Policjanci znaleźli kolejne osoby, które przebywając na powietrzu w stanie nietrzeźwości, mogły zamarznąć. Funkcjonariusze starają się także pomóc bezdomnym.
27 stycznia 2014 r. około godziny 18.30 w Rynku w Sieradzu znaleziono leżącego na chodniku 40-letniego mieszkańca Sieradza. Nietrzeźwego mężczyznę przekazano członkom rodziny.

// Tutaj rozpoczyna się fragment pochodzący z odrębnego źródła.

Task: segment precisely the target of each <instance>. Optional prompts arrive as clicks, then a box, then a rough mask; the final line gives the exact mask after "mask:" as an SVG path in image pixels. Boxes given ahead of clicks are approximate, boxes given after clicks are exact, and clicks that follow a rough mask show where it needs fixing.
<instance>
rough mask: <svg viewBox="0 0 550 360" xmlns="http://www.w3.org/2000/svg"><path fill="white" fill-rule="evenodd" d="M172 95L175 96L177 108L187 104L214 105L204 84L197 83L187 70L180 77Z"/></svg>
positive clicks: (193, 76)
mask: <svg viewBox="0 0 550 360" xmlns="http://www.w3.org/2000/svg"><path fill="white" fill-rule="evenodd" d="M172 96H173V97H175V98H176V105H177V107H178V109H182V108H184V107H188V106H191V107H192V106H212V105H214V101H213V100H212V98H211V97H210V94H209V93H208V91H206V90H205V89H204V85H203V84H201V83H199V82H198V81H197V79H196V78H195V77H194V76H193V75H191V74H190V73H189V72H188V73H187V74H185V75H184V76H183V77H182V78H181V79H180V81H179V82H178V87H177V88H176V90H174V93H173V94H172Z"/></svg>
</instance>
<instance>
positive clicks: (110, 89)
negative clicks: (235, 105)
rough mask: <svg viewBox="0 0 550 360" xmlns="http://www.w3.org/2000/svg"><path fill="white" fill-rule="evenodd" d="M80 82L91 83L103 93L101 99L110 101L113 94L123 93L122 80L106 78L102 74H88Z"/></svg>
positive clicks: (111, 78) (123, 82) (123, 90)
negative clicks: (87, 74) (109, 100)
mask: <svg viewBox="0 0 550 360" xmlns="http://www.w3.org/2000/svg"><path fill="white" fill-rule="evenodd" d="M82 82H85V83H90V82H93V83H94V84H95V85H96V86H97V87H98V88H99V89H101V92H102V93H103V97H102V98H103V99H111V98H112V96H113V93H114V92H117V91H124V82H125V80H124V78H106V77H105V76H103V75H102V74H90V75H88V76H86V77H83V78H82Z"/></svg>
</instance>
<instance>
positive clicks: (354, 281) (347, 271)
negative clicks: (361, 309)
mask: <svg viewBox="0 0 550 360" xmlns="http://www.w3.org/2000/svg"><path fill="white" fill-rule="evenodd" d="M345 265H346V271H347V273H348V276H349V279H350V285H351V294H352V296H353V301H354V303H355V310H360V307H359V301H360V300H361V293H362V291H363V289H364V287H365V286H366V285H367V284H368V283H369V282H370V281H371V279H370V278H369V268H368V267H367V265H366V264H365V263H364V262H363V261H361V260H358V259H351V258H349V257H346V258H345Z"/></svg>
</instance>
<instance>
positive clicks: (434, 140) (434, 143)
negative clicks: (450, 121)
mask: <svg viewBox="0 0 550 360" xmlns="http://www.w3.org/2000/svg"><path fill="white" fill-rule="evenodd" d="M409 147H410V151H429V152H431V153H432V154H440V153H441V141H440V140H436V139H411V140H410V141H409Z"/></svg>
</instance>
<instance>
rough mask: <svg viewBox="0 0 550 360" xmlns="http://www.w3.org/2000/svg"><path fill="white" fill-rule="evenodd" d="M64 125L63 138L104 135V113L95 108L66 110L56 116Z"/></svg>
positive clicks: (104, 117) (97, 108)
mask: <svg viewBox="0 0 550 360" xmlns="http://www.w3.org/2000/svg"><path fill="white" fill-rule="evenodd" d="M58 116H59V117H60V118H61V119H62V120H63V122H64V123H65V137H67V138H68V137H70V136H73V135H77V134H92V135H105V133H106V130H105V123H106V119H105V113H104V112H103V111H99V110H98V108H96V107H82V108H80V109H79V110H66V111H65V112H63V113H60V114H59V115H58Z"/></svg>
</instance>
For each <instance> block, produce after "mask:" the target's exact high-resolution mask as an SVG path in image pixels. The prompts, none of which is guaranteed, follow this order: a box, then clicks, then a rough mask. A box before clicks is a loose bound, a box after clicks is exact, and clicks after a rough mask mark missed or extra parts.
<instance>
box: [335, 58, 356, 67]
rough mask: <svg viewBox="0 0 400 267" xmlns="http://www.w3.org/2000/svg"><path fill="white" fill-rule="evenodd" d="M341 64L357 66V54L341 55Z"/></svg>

Kolejnego leżącego na ławce mężczyznę policjanci znaleźli tego samego dnia około godziny 19.15 na ulicy Wyzwolenia w Sieradzu. Ponieważ rodzina 40-letniego mężczyzny nie chciała go przyjąć do domu w stanie nietrzeźwości, noc spędził w policyjnej izbie zatrzymań.
28 stycznia 2014 r. w czasie patrolowania rejonów, w których mogą zwyczajowo przybywać bezdomni, sieradzcy policjanci spotkali kolejne takie osoby. Około godziny 10.00 w rejonie ulicy POW w Sieradzu policjanci natrafili na 5 mężczyzn i jedną kobietę, z których 4 mężczyzn nie posiadało stałego meldunku. Jednak pomimo oferowanej pomocy, w tym przewiezienia do sieradzkiego MOPS-u, żadna z tych osób nie byłą zainteresowana ofertą. Wyraźnie podkreślili, że problem bezdomności rozwiążą we własnym zakresie.
Pomimo ich stanowiska, wszyscy otrzymali pisemną informację o dostępnych formach pomocy na terenie miasta. Działania takie będą kontynuowane do czasu zdecydowanej poprawy pogody.